PEFT	”Parameter-Efficient Fine-Tuning”. The family of methods that includes LoRA, QLoRA, etc.
QLoRA	LoRA + 4-bit quantization of the base model = LoRA with 1/4 the VRAM. That’s what the script does.
bnb-4bit	`bitsandbytes` in 4 bits: the lib that enables on-the-fly quantization.
GGUF	File format optimised for `llama.cpp` / Ollama. What you load locally after fine-tune.
Distillation	Have a big model answer, then fine-tune a small model on those answers.
DPO / RLHF	Methods where you feed the model “this answer is better than that one” pairs. Out of scope here.
SFT	”Supervised Fine-Tuning”: what we do in this chapter (instruction → expected answer).

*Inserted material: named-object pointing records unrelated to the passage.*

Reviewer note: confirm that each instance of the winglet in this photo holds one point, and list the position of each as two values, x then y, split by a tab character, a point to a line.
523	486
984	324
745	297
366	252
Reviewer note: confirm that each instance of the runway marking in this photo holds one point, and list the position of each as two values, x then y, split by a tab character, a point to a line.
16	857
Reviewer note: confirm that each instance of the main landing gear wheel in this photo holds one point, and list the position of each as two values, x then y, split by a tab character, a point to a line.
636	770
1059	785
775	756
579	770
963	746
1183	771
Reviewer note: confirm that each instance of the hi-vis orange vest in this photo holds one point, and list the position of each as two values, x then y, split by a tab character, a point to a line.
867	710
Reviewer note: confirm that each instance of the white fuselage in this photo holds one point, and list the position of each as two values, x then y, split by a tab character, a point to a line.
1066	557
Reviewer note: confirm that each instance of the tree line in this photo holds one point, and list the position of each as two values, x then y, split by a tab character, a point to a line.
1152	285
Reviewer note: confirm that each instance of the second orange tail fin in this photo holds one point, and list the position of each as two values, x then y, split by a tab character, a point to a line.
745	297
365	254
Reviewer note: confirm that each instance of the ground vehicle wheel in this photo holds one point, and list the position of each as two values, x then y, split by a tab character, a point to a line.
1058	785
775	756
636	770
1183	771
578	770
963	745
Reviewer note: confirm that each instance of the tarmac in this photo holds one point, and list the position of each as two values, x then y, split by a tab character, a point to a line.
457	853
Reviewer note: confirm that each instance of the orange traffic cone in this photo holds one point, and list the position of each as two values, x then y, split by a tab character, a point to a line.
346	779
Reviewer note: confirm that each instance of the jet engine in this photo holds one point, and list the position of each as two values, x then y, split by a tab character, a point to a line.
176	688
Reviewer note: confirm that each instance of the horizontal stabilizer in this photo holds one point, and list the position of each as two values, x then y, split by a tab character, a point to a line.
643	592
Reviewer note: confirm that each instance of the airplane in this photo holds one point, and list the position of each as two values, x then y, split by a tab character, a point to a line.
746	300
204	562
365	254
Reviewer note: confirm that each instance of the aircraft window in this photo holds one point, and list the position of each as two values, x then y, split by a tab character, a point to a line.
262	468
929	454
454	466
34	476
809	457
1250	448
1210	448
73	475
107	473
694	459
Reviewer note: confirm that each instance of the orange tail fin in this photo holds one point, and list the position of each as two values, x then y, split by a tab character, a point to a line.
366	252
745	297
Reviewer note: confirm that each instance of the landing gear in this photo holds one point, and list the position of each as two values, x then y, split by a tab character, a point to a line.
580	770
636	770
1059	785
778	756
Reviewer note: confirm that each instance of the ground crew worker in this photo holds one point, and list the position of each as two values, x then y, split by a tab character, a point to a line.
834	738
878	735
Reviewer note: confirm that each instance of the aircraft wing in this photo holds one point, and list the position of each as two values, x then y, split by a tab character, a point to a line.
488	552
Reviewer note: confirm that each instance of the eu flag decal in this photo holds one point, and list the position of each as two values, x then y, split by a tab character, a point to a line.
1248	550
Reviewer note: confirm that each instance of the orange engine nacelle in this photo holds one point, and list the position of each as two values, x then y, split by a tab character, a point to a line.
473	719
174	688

If you want to go even further

You want to…	Look at…
An official Unsloth tutorial (ready-to-run notebook)	github.com/unslothai/unsloth
Understand QLoRA in depth	QLoRA paper, Dettmers et al. 2023
Automatically evaluate a code model	HumanEval, MBPP
Do DPO to tune preferences (not just outputs)	`trl.DPOTrainer`
Deploy your fine-tuned model with something other than Ollama	`vllm`, `text-generation-inference` (production)

Key takeaways

Before fine-tuning, try prompt → few-shot → RAG. 90 % of problems find their answer there.
LoRA is what you’re looking for: ~1 % of weights, standard format, reasonable duration.
GPU mandatory: ≥ 8 GB CUDA VRAM, or free Google Colab (T4 16 GB) otherwise.
Minimal pipeline: Unsloth + qwen2.5-coder:7b-bnb-4bit + ~1000 examples + 1-2 h on a T4 → GGUF model loadable into Ollama.
One line changes in our demos: MODEL_NAME = "qwen-mycorp:7b". The rest (loop, tools, security) stays identical.
If it doesn’t work, it’s almost always the data: too little, too noisy, or too mono-thematic. Not the fine-tuning code.
Measure before/after with an eval set, otherwise you’re fine-tuning by feel — and that always ends badly.

Closing words (for real this time)

The course took you from:

“What is an LLM?” (chap 01)

to:

“I can fine-tune my own code model in my team’s style, deploy it locally with Ollama, and plug it into the agents of demos 3 and 4 without changing the rest of the code.” (chap 14)

That’s plenty for a term-long course, a final project, or kicking off an internal product. Your move.

The model thinks. The tools act. The compiler verifies. The human validates. And now, the model can also speak your dialect.